1. Organisms by wound type. The predominant organisms seen in clean cases are skin flora, including streptococcal species, Staphylococcus aureus, and coagulase-negative staphylococci. The predominant organisms seen in clean-contaminated cases: gram-negative rods, enterococci, and skin flora, as above. Finally, in the case of procedures that involve entering a viscus, organisms reflect the flora of that viscus or nearby mucosal surfaces, and infections are usually polymicrobial.
2. For a list of common types of
organisms by surgical site, see
Table 39.1.
3.
Cefazolin is the most widely used perioperative antibiotic with proven efficacy for antimicrobial prophylaxis. It is safe, carries a low cost, possesses a desirable duration of action, and is effective
against streptococci, methicillin-sensitive staphylococci, and some gram-negative organisms. Alternatives to penicillins include vancomycin and clindamycin. However, in these cases, antimicrobials with activity against gram-negative organisms must sometimes be added (i.e., gentamicin, fluoroquinolones, or aztreonam).
b. An additional dose should be considered if the procedure lasts for greater than 3 hours, for longer than two half-lives of the drug, or there is more than 1,500 mL of blood loss. Special consideration should be taken in situations where the half-life may be shortened (i.e., extensive burns) or prolonged (i.e., renal insufficiency). Further dose adjustments and weight-based dosing must be employed in obese patients.
c.

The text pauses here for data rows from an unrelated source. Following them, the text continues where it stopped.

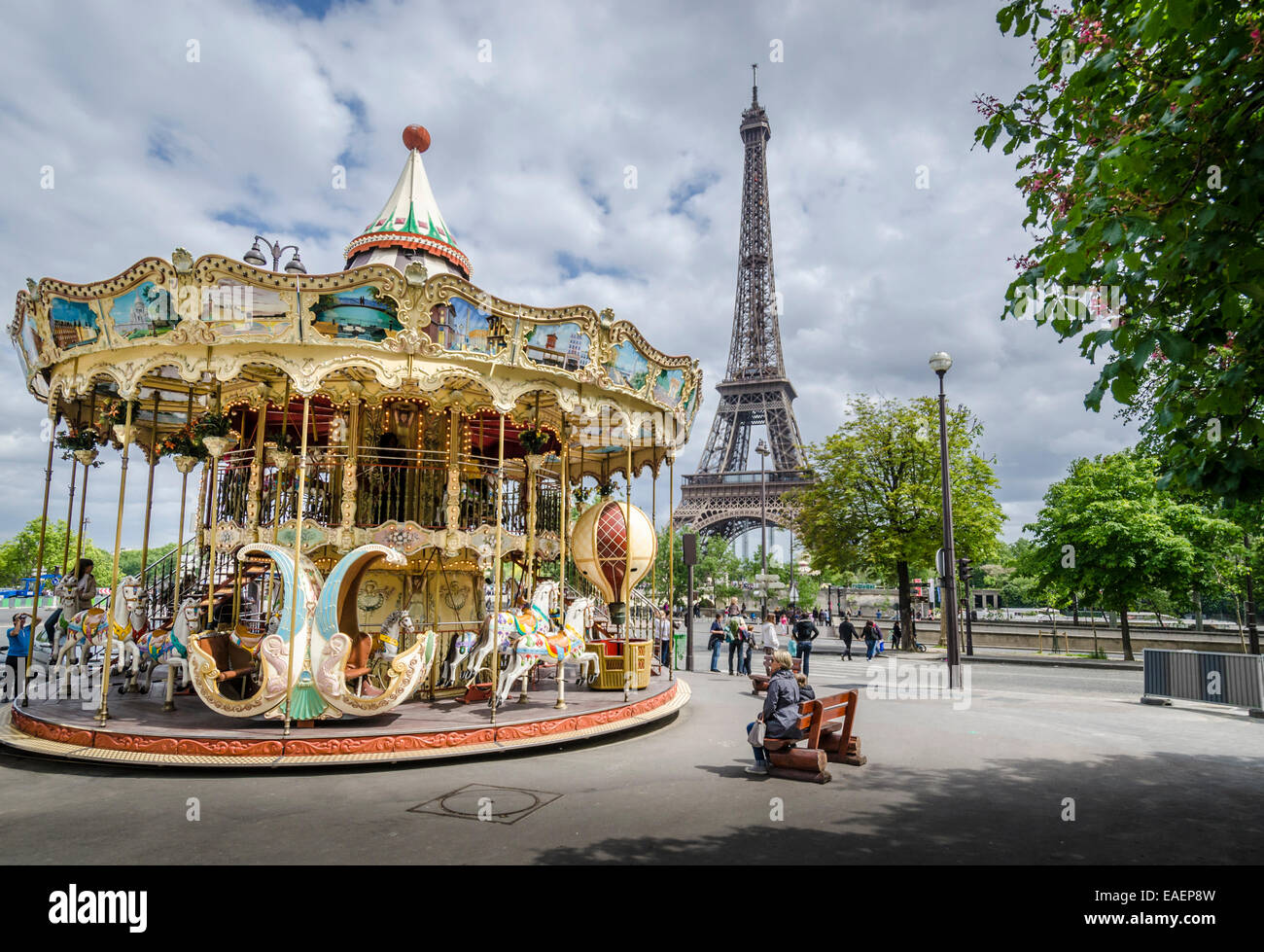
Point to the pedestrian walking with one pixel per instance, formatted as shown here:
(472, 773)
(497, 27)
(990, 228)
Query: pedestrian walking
(19, 649)
(736, 639)
(716, 641)
(804, 634)
(780, 715)
(870, 640)
(847, 631)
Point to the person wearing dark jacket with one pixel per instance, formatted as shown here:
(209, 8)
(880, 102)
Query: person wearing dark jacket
(804, 634)
(716, 641)
(847, 631)
(870, 640)
(780, 715)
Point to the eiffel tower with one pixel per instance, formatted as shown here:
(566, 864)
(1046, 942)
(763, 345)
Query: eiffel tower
(723, 496)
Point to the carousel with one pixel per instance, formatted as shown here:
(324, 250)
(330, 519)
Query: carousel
(405, 520)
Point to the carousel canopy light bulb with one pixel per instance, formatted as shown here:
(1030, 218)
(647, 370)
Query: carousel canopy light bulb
(254, 256)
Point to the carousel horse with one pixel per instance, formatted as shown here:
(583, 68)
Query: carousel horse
(458, 653)
(123, 618)
(66, 601)
(397, 634)
(506, 627)
(542, 648)
(169, 647)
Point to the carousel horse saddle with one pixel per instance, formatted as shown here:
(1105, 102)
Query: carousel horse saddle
(358, 659)
(88, 619)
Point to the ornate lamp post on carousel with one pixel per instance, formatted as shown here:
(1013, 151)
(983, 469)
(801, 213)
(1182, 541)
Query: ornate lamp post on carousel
(940, 363)
(256, 256)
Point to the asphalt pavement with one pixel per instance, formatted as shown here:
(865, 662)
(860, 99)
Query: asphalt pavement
(1029, 765)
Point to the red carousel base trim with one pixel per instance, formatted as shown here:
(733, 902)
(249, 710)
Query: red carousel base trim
(24, 731)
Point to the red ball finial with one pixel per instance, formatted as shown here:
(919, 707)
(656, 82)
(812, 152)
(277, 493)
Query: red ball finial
(416, 137)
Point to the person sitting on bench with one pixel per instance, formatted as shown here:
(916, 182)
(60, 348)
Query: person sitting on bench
(780, 715)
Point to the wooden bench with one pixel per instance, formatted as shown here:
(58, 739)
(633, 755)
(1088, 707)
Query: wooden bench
(759, 682)
(826, 723)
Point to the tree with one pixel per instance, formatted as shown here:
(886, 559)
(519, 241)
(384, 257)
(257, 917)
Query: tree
(877, 498)
(716, 560)
(1142, 168)
(1108, 529)
(18, 554)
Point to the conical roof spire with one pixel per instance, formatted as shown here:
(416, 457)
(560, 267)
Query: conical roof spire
(409, 224)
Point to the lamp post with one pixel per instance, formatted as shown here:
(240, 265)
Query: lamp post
(762, 449)
(939, 363)
(256, 256)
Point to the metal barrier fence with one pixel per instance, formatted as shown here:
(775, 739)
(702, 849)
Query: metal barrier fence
(1237, 681)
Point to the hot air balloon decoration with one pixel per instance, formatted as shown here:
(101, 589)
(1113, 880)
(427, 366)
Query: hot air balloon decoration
(614, 546)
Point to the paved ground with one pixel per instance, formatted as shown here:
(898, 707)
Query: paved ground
(982, 784)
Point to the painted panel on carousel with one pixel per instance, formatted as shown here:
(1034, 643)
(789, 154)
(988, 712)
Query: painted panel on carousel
(459, 325)
(344, 657)
(628, 368)
(563, 345)
(234, 308)
(358, 314)
(146, 311)
(74, 323)
(668, 386)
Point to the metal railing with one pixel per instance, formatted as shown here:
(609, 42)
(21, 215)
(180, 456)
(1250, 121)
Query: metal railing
(392, 484)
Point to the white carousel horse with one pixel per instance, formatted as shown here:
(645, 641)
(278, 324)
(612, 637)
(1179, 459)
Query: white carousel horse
(505, 628)
(169, 648)
(66, 602)
(125, 615)
(542, 648)
(396, 630)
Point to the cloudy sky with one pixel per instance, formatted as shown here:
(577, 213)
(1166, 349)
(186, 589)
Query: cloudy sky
(535, 113)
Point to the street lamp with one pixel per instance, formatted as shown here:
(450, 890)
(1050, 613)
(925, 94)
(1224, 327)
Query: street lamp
(939, 363)
(762, 449)
(256, 256)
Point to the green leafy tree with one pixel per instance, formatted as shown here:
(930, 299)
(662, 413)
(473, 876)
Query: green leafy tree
(1141, 160)
(18, 554)
(1108, 529)
(716, 560)
(877, 498)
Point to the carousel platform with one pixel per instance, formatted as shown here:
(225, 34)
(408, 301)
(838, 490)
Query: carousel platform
(139, 733)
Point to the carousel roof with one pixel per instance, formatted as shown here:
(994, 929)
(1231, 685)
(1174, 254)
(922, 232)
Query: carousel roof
(409, 223)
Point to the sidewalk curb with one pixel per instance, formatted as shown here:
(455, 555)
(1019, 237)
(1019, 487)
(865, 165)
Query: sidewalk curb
(1054, 662)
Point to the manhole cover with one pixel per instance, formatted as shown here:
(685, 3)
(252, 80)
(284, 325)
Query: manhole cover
(489, 804)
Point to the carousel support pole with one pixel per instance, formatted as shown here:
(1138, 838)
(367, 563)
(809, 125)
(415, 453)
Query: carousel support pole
(561, 565)
(671, 569)
(497, 573)
(298, 555)
(529, 569)
(628, 665)
(79, 534)
(150, 496)
(70, 517)
(24, 670)
(104, 713)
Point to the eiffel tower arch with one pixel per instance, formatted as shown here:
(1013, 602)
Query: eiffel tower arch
(723, 496)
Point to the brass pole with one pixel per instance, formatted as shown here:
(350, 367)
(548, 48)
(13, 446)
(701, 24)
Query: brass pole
(671, 571)
(628, 664)
(496, 573)
(79, 535)
(298, 554)
(150, 495)
(104, 713)
(561, 565)
(70, 517)
(39, 567)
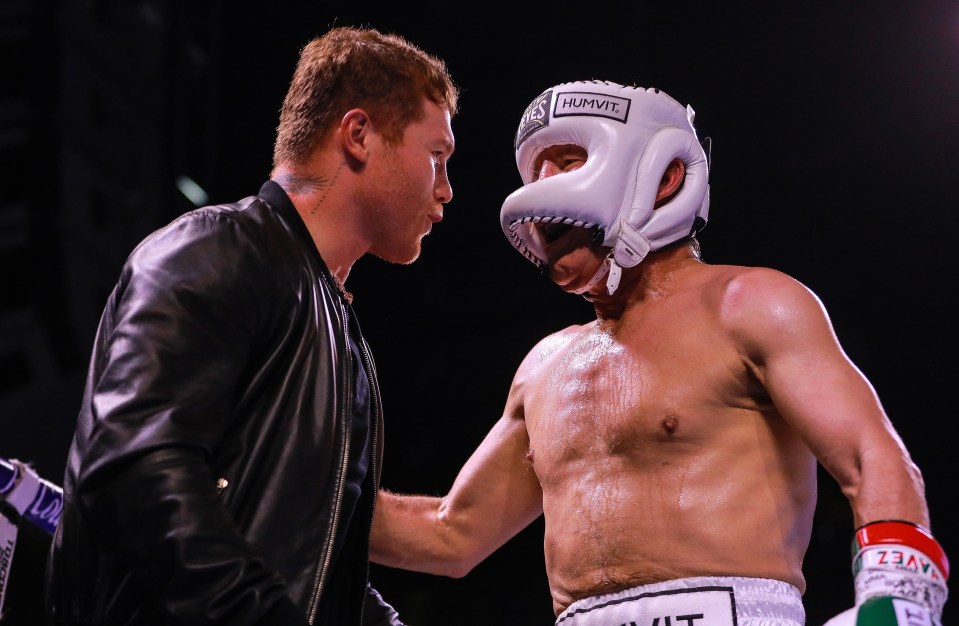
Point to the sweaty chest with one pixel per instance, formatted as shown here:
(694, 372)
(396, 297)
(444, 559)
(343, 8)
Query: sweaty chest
(631, 393)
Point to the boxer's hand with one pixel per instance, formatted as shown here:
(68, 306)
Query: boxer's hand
(886, 611)
(900, 573)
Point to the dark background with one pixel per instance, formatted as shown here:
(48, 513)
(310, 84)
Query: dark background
(834, 127)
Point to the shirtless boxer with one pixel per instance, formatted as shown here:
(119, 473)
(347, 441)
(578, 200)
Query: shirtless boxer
(672, 443)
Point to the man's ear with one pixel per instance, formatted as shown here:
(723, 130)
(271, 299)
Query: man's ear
(354, 134)
(672, 180)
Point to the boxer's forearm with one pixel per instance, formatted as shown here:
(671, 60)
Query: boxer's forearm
(413, 533)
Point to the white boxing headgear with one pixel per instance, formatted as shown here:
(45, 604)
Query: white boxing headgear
(631, 134)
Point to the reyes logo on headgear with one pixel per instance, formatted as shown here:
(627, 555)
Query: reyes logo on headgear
(592, 104)
(534, 118)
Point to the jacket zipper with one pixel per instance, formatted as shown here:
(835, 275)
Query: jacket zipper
(377, 416)
(320, 581)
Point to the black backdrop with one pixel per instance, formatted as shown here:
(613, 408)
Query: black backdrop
(833, 127)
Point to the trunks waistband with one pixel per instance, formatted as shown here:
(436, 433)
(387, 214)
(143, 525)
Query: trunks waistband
(713, 600)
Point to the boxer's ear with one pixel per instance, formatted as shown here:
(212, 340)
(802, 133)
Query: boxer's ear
(672, 181)
(354, 134)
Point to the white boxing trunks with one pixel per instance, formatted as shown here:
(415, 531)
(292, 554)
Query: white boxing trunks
(700, 601)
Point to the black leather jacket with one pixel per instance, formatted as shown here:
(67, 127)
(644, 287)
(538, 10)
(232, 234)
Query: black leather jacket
(205, 478)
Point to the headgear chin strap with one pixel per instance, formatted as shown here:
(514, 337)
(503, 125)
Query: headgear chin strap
(631, 135)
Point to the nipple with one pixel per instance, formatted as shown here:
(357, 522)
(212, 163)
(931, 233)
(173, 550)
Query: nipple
(670, 423)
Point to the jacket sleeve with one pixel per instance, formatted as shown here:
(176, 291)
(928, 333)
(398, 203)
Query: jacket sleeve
(176, 336)
(377, 612)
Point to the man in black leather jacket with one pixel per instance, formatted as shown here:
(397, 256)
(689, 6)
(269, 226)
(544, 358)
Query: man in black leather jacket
(227, 454)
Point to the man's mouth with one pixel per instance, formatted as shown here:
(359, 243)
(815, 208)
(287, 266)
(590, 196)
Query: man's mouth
(553, 230)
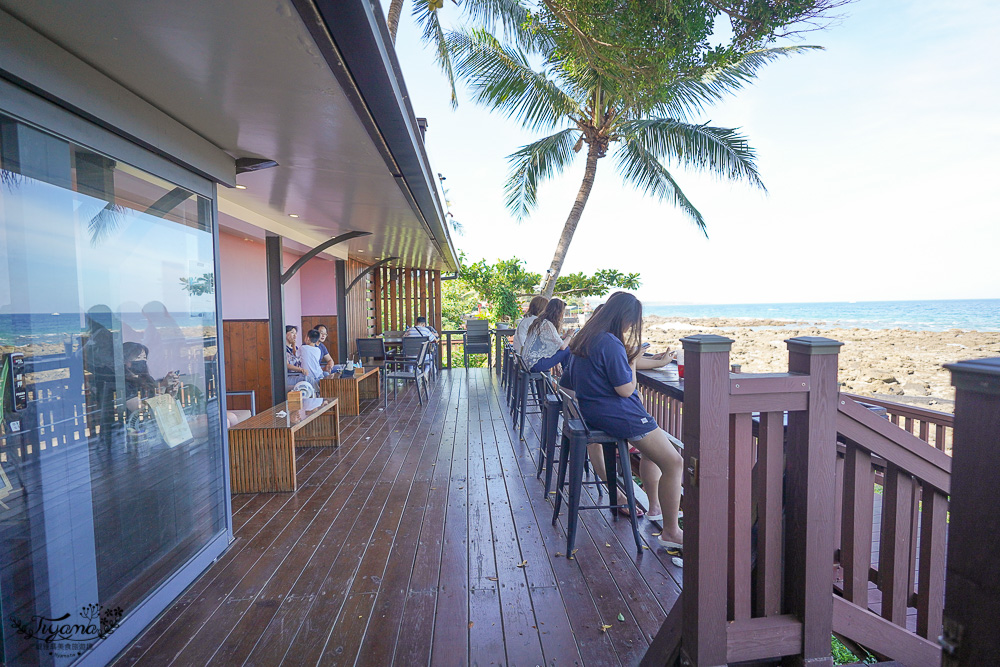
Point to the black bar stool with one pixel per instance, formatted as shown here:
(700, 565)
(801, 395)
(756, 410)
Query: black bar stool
(575, 439)
(551, 412)
(527, 393)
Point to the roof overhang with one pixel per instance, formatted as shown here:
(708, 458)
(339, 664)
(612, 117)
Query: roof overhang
(313, 85)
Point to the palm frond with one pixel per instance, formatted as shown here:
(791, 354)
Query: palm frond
(107, 221)
(501, 77)
(432, 33)
(534, 162)
(687, 96)
(640, 167)
(718, 150)
(519, 25)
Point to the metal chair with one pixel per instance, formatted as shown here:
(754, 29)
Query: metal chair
(528, 392)
(374, 349)
(477, 340)
(407, 369)
(576, 436)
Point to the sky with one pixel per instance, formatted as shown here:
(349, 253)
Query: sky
(878, 154)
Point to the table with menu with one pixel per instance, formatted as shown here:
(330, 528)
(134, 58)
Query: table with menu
(262, 448)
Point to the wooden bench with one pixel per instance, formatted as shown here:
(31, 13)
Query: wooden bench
(262, 448)
(365, 384)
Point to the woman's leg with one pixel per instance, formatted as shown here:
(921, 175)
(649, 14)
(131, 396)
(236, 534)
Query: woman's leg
(650, 473)
(655, 447)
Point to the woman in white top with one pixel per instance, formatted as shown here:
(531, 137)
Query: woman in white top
(543, 347)
(535, 309)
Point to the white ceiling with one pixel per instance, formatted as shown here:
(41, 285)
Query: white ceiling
(248, 77)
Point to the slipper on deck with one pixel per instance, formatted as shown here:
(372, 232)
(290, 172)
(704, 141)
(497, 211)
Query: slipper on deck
(623, 511)
(668, 544)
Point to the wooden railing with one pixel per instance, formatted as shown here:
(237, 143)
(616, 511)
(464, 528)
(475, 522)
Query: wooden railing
(790, 458)
(908, 527)
(931, 426)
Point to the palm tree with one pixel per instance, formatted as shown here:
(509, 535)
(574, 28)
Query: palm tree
(589, 108)
(508, 16)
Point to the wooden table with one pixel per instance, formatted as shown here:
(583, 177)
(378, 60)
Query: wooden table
(262, 448)
(349, 391)
(499, 335)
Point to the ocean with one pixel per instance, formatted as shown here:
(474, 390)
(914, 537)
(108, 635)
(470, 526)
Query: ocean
(967, 314)
(24, 328)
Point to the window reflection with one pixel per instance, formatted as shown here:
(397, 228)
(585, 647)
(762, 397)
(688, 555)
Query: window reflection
(112, 469)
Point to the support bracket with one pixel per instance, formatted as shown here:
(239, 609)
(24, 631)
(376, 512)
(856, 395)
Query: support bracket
(368, 270)
(294, 268)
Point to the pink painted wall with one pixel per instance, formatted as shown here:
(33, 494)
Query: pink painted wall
(242, 278)
(319, 287)
(244, 285)
(293, 296)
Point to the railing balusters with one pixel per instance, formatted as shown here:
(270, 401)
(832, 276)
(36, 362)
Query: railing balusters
(771, 463)
(933, 531)
(859, 495)
(740, 463)
(894, 553)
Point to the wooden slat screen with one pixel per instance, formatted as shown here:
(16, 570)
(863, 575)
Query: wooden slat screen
(360, 306)
(402, 294)
(247, 362)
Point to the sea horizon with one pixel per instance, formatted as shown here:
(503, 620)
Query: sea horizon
(915, 315)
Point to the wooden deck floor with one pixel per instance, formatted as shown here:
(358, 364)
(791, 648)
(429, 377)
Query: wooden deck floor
(403, 546)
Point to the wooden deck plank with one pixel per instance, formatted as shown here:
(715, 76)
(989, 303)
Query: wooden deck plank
(247, 593)
(414, 648)
(451, 621)
(389, 549)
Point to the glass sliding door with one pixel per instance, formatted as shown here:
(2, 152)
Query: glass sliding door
(110, 442)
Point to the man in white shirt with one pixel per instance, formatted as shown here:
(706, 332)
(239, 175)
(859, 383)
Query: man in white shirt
(311, 354)
(535, 308)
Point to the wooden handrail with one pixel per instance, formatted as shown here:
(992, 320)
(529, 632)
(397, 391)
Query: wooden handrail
(917, 421)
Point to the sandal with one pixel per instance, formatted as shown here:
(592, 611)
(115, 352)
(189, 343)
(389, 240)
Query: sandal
(623, 511)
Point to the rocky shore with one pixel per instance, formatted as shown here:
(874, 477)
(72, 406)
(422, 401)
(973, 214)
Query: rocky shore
(896, 364)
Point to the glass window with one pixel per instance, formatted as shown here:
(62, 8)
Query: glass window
(110, 441)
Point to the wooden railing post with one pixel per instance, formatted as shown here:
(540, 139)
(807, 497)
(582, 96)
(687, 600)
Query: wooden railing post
(706, 499)
(972, 596)
(810, 503)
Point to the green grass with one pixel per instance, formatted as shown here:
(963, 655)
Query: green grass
(843, 655)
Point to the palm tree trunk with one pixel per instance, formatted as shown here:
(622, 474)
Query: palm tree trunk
(395, 8)
(549, 285)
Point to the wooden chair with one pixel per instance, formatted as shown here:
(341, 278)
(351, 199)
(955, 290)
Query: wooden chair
(407, 369)
(477, 341)
(372, 348)
(576, 437)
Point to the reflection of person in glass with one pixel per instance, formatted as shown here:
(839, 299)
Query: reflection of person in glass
(98, 356)
(139, 384)
(164, 335)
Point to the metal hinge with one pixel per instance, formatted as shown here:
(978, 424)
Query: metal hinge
(951, 642)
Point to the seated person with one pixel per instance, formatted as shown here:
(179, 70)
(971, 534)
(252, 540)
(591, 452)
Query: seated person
(325, 359)
(311, 356)
(535, 308)
(421, 329)
(139, 384)
(543, 347)
(294, 373)
(606, 353)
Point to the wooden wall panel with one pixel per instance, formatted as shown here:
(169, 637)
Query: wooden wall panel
(312, 321)
(247, 362)
(360, 305)
(401, 295)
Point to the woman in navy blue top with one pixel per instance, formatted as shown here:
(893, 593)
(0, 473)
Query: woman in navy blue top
(606, 353)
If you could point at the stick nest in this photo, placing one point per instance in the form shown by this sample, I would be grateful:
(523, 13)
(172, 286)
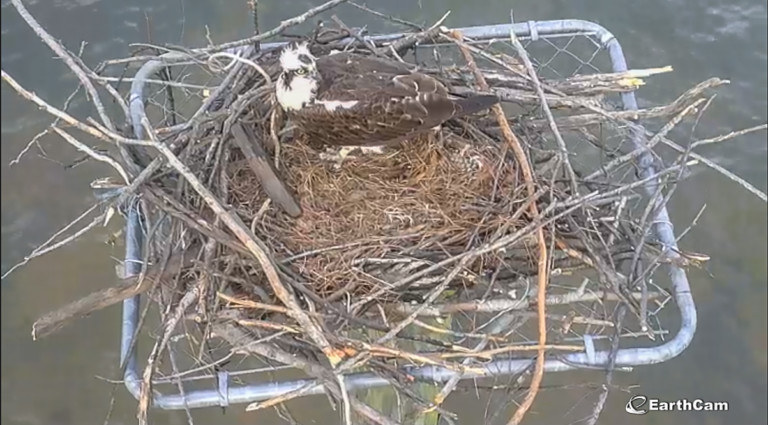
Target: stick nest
(426, 254)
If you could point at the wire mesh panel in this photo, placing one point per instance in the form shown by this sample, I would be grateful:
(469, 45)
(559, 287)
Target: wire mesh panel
(581, 313)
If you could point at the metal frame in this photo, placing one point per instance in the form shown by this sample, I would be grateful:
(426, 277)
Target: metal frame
(626, 357)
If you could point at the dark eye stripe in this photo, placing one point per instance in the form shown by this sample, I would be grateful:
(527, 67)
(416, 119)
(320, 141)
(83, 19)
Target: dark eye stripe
(306, 60)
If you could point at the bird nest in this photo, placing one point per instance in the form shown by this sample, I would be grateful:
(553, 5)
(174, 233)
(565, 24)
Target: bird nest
(435, 252)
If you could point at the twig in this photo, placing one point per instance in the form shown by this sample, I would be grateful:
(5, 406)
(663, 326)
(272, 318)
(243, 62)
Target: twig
(255, 247)
(542, 261)
(728, 136)
(622, 309)
(545, 106)
(93, 154)
(275, 31)
(720, 169)
(388, 17)
(107, 136)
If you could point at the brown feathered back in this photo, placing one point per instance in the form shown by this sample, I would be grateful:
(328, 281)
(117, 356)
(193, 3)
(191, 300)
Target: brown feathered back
(393, 103)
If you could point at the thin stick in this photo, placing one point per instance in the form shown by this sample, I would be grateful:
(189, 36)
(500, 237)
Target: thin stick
(93, 154)
(69, 119)
(274, 31)
(545, 106)
(254, 245)
(46, 247)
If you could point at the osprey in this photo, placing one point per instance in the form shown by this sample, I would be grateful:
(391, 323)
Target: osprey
(349, 100)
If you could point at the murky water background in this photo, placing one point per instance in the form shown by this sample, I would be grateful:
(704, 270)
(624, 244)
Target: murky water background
(55, 381)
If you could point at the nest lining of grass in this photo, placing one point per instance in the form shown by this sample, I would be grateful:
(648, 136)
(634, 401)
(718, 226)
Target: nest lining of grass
(427, 254)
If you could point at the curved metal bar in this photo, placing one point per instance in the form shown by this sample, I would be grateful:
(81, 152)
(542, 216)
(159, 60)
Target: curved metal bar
(262, 391)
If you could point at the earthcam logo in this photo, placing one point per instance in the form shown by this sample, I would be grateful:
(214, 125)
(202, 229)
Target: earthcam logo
(640, 405)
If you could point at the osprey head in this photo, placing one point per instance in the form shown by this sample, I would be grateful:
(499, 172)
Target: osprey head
(297, 84)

The use of perioperative antibiotics is considered prophylaxis for clean and clean-contaminated cases. The use of antimicrobial agents is considered therapeutic treatment of the presumed infection in contaminated and dirty cases.
d. Duration of antimicrobial prophylaxis should be less than 24 hours.
4. Staphylococcus aureus decolonization
Patients colonized with MRSA have an increased risk for SSI with MRSA compared with noncarriers. There lacks a consensus regarding decolonization of patients with known MRSA, because some studies have shown it to be neither beneficial nor cost-effective. However, certain high-risk surgical subgroups (e.g., cardiac surgery, joint replacements, or spinal procedures involving implants) may benefit from decolonization. Decolonization methods in past clinical trials have varied and include intranasal mupirocin with or without the addition of chlorhexidine bathing.